Week 4: Walk 4 1/2 miles each day. Take a break in the middle to do some body weight exercises if you feel up for it (see below examples).

Week 5: Walk 5 miles each day. Continue at this pace as long as you can. Examples of ways to increase steps may be parking further in the parking lot at the grocery store, walking during your lunch break, walking to work, etc.

Body Weight Exercise

Target heart rate by age: 145-160 bpm (young), 130-144 bpm (mid), 110-128 bpm (old)

Example duration of exercise: 20 minutes (beginner), 30 minutes (if exercising more than a month), 60+ minutes (very fit)

This could be categorized under "strength", but is definitely a cardiovascular workout in itself. Here is an example body weight exercise:

Air squats, Pull-ups, Wall sit, Push-ups, Mountain climbers, Single leg deadlift, Side plank, Knee tucks, Burpees, Step-up, Bridge, Lunges, Plank, Calf raise, Triceps dip

Pick 4 or 5 from this list, break them into sets of 10 until you reach 30 minutes of exercise. Every 5 minutes, work in some type of core exercise for 2 or 3 minutes to work abdominal muscles.

Running

Target heart rate by age: 145-160 bpm (young), 130-144 bpm (mid), 110-128 bpm (old)

Example duration of exercise: 10 minutes (beginner), 20 minutes (if exercising more than a month), 45+ minutes (very fit)

Swimming

Target heart rate by age: 145-160 bpm (young), 130-144 bpm (mid), 110-128 bpm (old)

Example duration of exercise: 20 minutes (beginner), 30 minutes (if exercising more than a month), 60+ minutes (very fit)

Biking

Target heart rate by age: 145-160 bpm (young), 130-144 bpm (mid), 110-128 bpm (old)

Example duration of exercise: 30 minutes (beginner), 45 minutes (if exercising more than a month), 60+ minutes (very fit)

Hiking

Target heart rate by age: 145-160 bpm (young), 130-144 bpm (mid), 110-128 bpm (old)

Example duration of exercise: 20 minutes (beginner), 30 minutes (if exercising more than a month), 60+ minutes (very fit)

Yardwork, Fence-post digging

Target heart rate by age: 145-160 bpm (young), 130-144 bpm (mid), 110-128 bpm (old)

Example duration of exercise: 30 minutes (beginner), 45 minutes (if exercising more than a month), 60+ minutes (very fit)

Kayaking

Target heart rate by age: 145-160 bpm (young), 130-144 bpm (mid), 110-128 bpm (old)

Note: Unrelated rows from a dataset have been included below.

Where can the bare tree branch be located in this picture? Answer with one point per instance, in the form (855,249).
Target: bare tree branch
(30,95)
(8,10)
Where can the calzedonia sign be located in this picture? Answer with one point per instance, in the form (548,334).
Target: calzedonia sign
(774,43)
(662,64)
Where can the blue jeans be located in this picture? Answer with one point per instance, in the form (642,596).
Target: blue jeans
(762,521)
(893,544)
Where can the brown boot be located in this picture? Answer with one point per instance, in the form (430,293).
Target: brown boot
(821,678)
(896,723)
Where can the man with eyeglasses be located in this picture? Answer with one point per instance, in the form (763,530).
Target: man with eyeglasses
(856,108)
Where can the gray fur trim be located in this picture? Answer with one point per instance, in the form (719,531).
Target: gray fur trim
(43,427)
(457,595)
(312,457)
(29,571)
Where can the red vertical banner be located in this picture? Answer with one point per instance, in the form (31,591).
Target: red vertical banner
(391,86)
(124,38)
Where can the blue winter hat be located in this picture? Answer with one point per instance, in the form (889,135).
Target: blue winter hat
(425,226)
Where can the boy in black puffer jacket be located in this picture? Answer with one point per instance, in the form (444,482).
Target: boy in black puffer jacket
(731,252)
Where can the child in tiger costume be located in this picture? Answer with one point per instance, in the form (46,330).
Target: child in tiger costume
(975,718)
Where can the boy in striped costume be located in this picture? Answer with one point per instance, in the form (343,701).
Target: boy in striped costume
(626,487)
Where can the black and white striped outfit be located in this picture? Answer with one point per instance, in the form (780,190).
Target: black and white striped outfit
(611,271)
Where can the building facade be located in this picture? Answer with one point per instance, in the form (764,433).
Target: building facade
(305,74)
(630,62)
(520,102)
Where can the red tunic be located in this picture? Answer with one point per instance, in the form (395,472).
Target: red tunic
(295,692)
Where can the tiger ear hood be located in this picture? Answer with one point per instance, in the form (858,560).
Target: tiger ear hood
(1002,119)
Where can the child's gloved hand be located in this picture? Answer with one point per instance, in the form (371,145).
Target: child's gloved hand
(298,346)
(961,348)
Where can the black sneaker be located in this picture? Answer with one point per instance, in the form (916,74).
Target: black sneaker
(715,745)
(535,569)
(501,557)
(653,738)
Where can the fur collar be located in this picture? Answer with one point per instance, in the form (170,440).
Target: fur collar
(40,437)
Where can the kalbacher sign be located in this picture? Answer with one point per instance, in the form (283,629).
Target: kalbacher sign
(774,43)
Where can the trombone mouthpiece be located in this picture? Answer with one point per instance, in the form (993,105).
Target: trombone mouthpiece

Example duration of exercise: 30 minutes (beginner), 45 minutes (if exercising more than a month), 60+ minutes (very fit)

Elliptical

Target heart rate by age: 145-160 bpm (young), 130-144 bpm (mid), 110-128 bpm (old)

Example duration of exercise: 20 minutes (beginner), 30 minutes (if exercising more than a month), 45+ minutes (very fit)

Stair-climber

Target heart rate by age: 145-160 bpm (young), 130-144 bpm (mid), 110-128 bpm (old)

Example duration of exercise: 10 minutes (beginner), 20 minutes (if exercising more than a month), 30+ minutes (very fit)

Recreational sports (tennis, basketball, golf, softball, baseball, volleyball, etc.)

Target heart rate by age: 145-160 bpm (young), 130-144 bpm (mid), 110-128 bpm (old)

Example duration of exercise: 20 minutes (beginner), 30 minutes (if exercising more than a month), 60+ minutes (very fit)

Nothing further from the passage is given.